PETITIONER: Ida Phillips
RESPONDENT: Martin Marietta Corporation
LOCATION: United States Court of Appeals for the Firth Circuit

DOCKET NO.: 73
DECIDED BY: Burger Court (1970-1971)
LOWER COURT: United States Court of Appeals for the Fifth Circuit

CITATION: 400 US 542 (1971)
ARGUED: Dec 09, 1970
DECIDED: Jan 25, 1971

ADVOCATES:
Donald T. Senterfitt - For the Respondent
William L. Robinson - For the Petitioner

Facts of the case

In 1966 Martin Marietta Corp. (Martin) informed Ida Phillips that it was not accepting job applications from women with preschool-age children; however, at this time, Martin employed men with preschool-age children. Phillips sued and alleged she had been denied employment because of her sex in violation of the Civil Rights Act of 1964. The district court granted the defendant’s motion for summary judgment by holding that, because seventy-five to eighty percent of the applicants hired for the position for which Phillips applied were women, there was insufficient evidence that there was bias against women. The U.S. Court of Appeals for the Fifth Circuit affirmed.

Question

Does a refusal to hire women with preschool-age children while hiring men with such children, in the absence of business necessity, violate of the Civil Rights Act of 1964?

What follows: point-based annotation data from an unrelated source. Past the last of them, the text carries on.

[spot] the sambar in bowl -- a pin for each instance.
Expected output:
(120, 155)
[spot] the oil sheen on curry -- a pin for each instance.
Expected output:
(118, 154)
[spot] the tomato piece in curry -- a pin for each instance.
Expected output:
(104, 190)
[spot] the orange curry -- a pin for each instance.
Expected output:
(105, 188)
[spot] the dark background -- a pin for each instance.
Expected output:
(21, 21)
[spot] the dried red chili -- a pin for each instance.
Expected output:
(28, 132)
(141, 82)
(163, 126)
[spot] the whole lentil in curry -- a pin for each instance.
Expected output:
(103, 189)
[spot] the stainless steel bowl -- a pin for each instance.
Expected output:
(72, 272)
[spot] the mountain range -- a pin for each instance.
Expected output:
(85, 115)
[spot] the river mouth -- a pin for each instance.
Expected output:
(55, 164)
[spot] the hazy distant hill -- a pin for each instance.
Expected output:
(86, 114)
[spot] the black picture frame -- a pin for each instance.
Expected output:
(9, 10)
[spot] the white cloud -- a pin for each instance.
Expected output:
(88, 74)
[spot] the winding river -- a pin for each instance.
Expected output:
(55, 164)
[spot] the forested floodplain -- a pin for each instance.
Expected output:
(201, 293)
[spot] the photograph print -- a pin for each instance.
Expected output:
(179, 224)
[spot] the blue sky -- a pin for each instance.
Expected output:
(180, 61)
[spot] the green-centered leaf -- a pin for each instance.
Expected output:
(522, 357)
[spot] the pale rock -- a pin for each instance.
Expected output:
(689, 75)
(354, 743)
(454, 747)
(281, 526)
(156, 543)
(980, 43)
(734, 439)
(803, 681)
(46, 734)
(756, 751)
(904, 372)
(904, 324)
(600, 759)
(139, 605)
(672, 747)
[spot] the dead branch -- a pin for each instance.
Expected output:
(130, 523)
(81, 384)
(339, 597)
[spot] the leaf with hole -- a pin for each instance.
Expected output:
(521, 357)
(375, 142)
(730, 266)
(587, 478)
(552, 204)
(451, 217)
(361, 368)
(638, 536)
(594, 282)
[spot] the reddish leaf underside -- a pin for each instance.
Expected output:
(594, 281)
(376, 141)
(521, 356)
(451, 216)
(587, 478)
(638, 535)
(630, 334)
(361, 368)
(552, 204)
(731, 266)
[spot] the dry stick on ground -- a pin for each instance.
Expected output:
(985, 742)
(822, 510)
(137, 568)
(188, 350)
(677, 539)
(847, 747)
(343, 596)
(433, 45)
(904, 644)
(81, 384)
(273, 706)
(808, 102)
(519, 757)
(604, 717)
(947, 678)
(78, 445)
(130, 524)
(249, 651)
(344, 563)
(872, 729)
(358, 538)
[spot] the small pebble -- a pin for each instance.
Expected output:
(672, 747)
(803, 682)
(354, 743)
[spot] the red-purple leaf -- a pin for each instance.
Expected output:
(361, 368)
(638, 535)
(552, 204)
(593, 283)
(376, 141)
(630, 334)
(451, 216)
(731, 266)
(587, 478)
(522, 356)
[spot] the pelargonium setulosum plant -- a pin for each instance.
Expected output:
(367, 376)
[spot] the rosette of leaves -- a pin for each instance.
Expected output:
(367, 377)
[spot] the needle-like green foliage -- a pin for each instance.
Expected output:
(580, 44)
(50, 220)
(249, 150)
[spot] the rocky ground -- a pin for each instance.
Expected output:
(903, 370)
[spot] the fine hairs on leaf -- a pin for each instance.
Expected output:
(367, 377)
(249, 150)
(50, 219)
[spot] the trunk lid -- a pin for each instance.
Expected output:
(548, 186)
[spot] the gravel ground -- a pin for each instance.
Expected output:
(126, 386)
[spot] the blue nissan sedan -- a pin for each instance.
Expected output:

Media for Phillips v. Martin Marietta Corporation

Audio Transcription for Oral Argument - December 09, 1970 in Phillips v. Martin Marietta Corporation

Warren E. Burger:

We'll hear arguments in number 73, Phillips against Martin Marietta Corporation and Mr. Robinson you may proceed whenever you are ready.

William L. Robinson:

Mr. Chief Justice, and may it please the Court.

This case is before the Court on writ of certiorari to the United States Court of Appeals for the Fifth Circuit.

The case involves a question of statutory construction of Section 703 (a) of the 1964 Civil Rights Act.

The question before the Court is whether Section 703 (a) permits an employer to refuse to hire women with pre-school-age children, while hiring men with pre-school-age children.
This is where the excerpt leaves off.